Las fases del sueño de un bebé tienen una clasificación diferente a la de los adultos. Sin ir más lejos, estos últimos tienen hasta 5 etapas mientras duermen, mientras que los bebés solo tienen dos.

El patrón de sueño de los bebés es distinto al de los adultos. Los más pequeños experimentan en primer lugar el sueño REM y luego un sueño profundo. Ambos se irán repitiendo en forma de ciclos que duran unos 50-60 minutos aproximadamente.

Las fases de sueño de los bebés, al igual que en los adultos, se relacionan con sus propias necesidades. Y, en este caso, una de las principales necesidades del bebé es comer. Es por eso por lo que duermen apenas 3-4 horas y se despiertan para comer, ya que al alimentarse de líquidos su digestión es muy rápida.

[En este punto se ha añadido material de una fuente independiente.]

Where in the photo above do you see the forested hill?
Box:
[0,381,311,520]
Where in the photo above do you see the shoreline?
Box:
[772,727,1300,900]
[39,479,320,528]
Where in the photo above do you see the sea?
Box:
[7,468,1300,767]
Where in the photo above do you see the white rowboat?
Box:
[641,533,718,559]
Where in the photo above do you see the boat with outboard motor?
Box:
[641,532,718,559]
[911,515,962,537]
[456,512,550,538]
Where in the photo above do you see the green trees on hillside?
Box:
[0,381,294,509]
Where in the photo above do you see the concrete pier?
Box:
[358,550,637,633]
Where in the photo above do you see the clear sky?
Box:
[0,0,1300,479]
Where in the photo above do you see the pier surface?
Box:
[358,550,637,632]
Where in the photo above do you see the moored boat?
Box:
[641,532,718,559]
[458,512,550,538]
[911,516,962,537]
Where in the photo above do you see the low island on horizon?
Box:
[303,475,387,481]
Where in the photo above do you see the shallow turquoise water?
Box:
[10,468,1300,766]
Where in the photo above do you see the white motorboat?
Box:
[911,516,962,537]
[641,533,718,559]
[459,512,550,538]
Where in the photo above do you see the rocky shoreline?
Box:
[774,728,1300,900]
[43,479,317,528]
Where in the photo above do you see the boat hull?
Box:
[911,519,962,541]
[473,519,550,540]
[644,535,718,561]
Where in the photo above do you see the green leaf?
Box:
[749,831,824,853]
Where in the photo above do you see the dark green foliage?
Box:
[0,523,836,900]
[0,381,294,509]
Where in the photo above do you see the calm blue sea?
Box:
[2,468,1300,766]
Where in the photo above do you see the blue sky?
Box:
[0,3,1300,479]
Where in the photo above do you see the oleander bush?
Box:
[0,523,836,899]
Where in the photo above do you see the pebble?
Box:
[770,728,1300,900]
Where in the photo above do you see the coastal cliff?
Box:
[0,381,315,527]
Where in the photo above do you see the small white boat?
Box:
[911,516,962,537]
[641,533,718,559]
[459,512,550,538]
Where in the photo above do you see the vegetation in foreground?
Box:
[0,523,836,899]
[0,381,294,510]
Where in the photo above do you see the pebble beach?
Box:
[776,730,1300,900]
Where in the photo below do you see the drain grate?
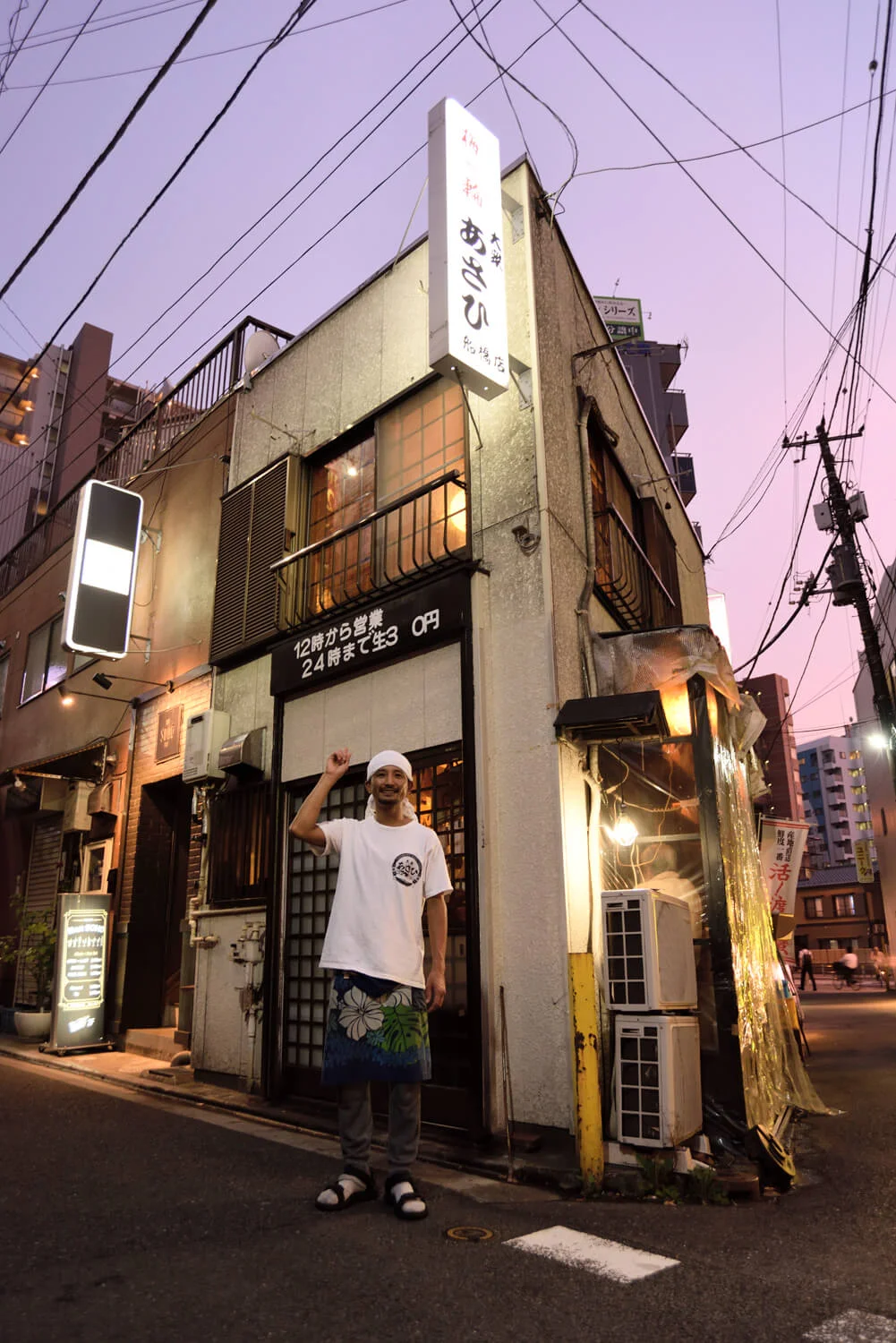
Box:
[445,1227,494,1241]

Durante los 3 primeros meses de vida, los bebés necesitan dormir unas 15 horas al día aproximadamente. Es durante toda esta fase de sueño cuando mayormente se desarrolla y madura el cerebro.

Las fases del sueño del bebé se pueden dividir en las siguientes etapas:

  • De los 3 a los 8 meses: el bebé deja de entrar directamente en la fase REM, por lo que cualquier ligero ruido o movimiento le despertará.
  • De los 8 a los 24 meses: se adquieren todas las fases del sueño poco a poco; los despertares nocturnos cada vez serán menos frecuentes.

Conclusiones generales

Tanto para los adultos como para los bebés, dormir es algo imprescindible para el organismo. El cuerpo por la noche necesita realizar unos procesos regenerativos del músculo y procesos hormonales. De ahí que el sueño sea una actividad y una necesidad básica para el cuerpo.

Pero no es suficiente con dormir, sino que hay que dormir bien para que el sueño sea completamente reparador. Mientras dormimos, el cuerpo entra en un estado de desconexión física y mental. Es el momento en el que transcurren las fases del sueño, que se repiten durante las horas que dormimos, hasta el punto de poder encadenar entre cuatro y seis ciclos seguidos.

Calcular el momento en el que acaba un ciclo para despertarse es la mejor manera de poder estar descansados al día siguiente. Lo que importa al final es la calidad del sueño más que la cantidad.